Cuando la niña se hizo mayor,
pareció haber crecido sana y fuerte, bella por dentro y por fuera: se observaba
en ella un resplandor que llamaba la atención de muchos hombres. A lo largo de
su vida estuvo con varios hombres, pero todas sus relaciones siguieron un hilo
temporal similar y un desenlace aún más parecido.
Al principio era todo
perfecto: ella era una princesa y su pretendiente, como un joven príncipe, la
colmaba de atenciones, estaba loco por ella, rezumaba alegría y se maravillaba
por haber tenido tanta suerte encontrando a aquella muchacha que tan perfecta
le parecía. Ella pensaba lo mismo, lo veía todo perfecto, no pensaba que nada
pudiera estropear aquella historia.
Sin embargo, tras dos meses
perfectos, casi de la noche a la mañana el conjuro hacía efecto y el príncipe
dejaba de ver a la bella princesa y de repente veía la cara deforme de una
bruja que nada tenía que ver con la mujer de la que se había enamorado. Pero a
pesar de ello, no hablaba con ella para dejarla o se marchaba sin más, sino que
se quedaba a su lado, pero ausente de espíritu: no más atenciones para la
princesa, no más sonrisas, no más echarla de menos, no más nada. Al principio
la princesa lo tomaba como un mal día, luego como una mala semana y luego se
preguntaba si habría hecho algo que molestara al príncipe. Pero cuando hablaba
con él, este sólo contestaba que no, que todo estaba bien y que no pasaba nada.
Mas todo seguía igual, la princesa empezaba a desesperarse, probaba a dejarle
espacio para no agobiarle, luego a ser la princesa más cariñosa del reino, y
nada funcionaba, nada parecía importarle o conmoverle el espíritu.

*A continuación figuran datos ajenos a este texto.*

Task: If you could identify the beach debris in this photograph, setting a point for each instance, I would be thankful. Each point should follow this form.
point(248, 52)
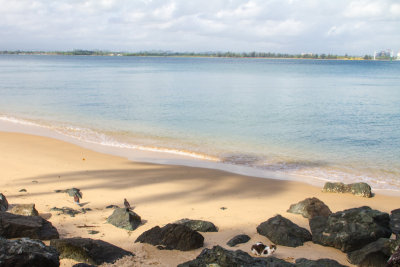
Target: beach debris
point(239, 239)
point(350, 229)
point(87, 250)
point(198, 225)
point(3, 202)
point(27, 252)
point(357, 189)
point(172, 236)
point(259, 249)
point(394, 259)
point(310, 207)
point(218, 256)
point(395, 222)
point(302, 262)
point(86, 226)
point(76, 199)
point(35, 227)
point(373, 254)
point(127, 205)
point(24, 209)
point(125, 219)
point(112, 207)
point(66, 211)
point(284, 232)
point(93, 232)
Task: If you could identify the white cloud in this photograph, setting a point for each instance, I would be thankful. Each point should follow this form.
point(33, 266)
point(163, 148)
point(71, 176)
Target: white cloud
point(236, 25)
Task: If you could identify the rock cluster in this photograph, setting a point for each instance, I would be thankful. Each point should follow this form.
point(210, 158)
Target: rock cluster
point(27, 252)
point(198, 225)
point(172, 236)
point(24, 209)
point(282, 231)
point(350, 229)
point(89, 251)
point(35, 227)
point(310, 208)
point(358, 189)
point(123, 218)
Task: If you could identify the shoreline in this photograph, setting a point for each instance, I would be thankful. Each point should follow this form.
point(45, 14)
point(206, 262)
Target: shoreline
point(161, 194)
point(166, 156)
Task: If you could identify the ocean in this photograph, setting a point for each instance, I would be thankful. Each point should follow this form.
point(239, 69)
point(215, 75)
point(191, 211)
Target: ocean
point(326, 120)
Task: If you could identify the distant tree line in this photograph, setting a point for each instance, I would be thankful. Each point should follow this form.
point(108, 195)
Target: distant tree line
point(80, 52)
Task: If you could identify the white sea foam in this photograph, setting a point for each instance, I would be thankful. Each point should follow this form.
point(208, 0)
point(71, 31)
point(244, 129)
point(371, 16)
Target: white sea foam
point(310, 172)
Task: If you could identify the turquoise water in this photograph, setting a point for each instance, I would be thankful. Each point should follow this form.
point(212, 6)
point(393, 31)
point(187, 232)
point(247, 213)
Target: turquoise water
point(335, 120)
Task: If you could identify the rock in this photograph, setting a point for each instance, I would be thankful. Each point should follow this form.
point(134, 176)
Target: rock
point(358, 189)
point(282, 231)
point(172, 236)
point(3, 203)
point(395, 222)
point(35, 227)
point(239, 239)
point(93, 232)
point(66, 211)
point(71, 192)
point(90, 251)
point(198, 225)
point(373, 254)
point(81, 264)
point(350, 229)
point(112, 207)
point(310, 207)
point(220, 257)
point(122, 218)
point(27, 252)
point(24, 209)
point(317, 263)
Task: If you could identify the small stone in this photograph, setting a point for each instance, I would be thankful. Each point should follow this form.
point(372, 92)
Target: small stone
point(93, 232)
point(24, 209)
point(239, 239)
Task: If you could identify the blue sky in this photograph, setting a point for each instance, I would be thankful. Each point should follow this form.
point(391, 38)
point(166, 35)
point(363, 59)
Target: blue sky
point(355, 27)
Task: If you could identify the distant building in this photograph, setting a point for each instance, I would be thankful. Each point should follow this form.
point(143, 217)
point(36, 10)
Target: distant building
point(384, 54)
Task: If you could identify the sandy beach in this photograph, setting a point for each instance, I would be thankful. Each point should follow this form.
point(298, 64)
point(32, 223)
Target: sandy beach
point(160, 194)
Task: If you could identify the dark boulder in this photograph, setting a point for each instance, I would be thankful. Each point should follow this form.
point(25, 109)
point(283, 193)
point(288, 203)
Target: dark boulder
point(317, 263)
point(239, 239)
point(172, 236)
point(89, 251)
point(310, 207)
point(350, 229)
point(282, 231)
point(373, 254)
point(27, 252)
point(125, 219)
point(66, 211)
point(24, 209)
point(395, 222)
point(35, 227)
point(3, 203)
point(358, 189)
point(198, 225)
point(218, 256)
point(71, 192)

Y tras mucho tiempo así, en
que la princesa se aferraba a la idea de que seguir sufriendo valía la pena
porque algún día todo volvería a ser como al principio, finalmente todo
acababa, la historia terminaba de un modo u otro y la princesa se quedaba sola,
con su dolor, esperando a que otro príncipe viniese a colmarla de atenciones,
por otros dos maravillosos pero efímeros meses.

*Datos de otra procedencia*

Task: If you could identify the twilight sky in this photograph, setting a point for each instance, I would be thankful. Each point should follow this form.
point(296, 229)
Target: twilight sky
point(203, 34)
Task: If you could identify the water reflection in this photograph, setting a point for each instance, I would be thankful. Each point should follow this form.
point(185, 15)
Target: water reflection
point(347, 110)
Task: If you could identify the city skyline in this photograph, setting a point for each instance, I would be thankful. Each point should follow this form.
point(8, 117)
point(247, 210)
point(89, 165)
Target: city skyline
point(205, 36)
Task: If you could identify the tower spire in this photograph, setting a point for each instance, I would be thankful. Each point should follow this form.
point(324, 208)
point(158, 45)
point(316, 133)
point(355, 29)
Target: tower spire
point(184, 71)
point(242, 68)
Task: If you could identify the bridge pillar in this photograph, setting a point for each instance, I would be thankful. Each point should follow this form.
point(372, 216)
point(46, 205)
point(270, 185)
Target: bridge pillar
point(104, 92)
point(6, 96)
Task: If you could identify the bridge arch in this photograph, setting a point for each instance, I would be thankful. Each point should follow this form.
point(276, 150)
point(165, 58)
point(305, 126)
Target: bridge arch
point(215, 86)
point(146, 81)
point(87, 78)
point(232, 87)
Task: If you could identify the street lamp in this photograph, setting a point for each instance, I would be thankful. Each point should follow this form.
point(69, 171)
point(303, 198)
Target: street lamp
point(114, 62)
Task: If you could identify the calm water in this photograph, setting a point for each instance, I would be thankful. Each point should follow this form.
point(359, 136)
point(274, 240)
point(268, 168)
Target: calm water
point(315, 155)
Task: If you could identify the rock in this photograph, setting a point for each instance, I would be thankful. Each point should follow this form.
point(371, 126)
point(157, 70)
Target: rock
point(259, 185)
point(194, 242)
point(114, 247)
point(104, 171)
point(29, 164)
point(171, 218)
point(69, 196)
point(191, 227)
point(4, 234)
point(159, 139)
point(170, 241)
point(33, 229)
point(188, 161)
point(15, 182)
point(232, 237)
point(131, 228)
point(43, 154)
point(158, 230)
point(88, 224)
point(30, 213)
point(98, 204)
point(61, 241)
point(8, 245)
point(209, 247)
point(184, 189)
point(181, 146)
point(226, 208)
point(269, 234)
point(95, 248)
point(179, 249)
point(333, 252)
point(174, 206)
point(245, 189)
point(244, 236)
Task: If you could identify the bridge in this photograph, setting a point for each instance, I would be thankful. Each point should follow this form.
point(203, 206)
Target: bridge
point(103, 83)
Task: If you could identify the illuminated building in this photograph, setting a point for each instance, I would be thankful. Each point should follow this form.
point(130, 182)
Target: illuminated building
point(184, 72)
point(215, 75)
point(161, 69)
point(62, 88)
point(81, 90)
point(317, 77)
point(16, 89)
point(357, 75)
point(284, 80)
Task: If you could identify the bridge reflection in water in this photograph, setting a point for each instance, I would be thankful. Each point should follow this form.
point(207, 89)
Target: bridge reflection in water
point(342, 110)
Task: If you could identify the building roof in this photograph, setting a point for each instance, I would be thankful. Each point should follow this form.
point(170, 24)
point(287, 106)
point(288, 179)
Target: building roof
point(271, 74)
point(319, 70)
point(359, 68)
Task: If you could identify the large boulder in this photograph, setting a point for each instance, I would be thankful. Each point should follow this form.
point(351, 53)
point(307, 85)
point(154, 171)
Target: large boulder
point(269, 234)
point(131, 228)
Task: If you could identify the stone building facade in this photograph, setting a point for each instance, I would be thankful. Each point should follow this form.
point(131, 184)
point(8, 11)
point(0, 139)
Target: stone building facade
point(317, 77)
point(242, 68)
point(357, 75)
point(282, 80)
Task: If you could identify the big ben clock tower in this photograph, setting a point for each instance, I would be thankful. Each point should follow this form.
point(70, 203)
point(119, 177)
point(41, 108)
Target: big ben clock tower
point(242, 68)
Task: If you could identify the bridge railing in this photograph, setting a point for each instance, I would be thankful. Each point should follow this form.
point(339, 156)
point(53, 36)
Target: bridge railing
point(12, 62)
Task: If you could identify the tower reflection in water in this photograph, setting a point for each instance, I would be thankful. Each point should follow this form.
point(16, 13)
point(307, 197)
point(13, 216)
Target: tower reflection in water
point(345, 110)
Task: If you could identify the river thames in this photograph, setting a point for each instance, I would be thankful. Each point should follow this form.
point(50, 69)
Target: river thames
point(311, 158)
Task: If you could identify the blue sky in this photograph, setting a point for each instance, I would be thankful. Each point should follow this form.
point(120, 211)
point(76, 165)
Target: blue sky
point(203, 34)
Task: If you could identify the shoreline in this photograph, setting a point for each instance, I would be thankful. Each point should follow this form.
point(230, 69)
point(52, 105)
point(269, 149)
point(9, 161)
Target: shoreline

Harta de la misma historia
una y otra vez y con los pedacitos de su corazón fuera del pecho y guardados en
una cajita para que nadie pudiera volver a dañarlos nunca más, la muchacha ató
cabos y descubrió lo que había estado pasando con el conjuro y el aspecto de
bruja desfigurada. Desesperada, echó a correr por el bosque, sin rumbo fijo,
simplemente para desahogarse corriendo, gritando y llorando. Pero un hada que
la vio llorar le explicó, tras escuchar su historia, que ese encantamiento no
existía y que nadie la había estado viendo como una bruja desfigurada, sino que
todas aquellas experiencias negativas la habían llevado a inventar algo que
explicara lo que le había estado sucediendo con los príncipes, porque el dolor
de lo que se puede explicar siempre es menor y más fácil de curar que el de lo
inexplicable, de lo cual tendemos a culparnos a nosotros mismos.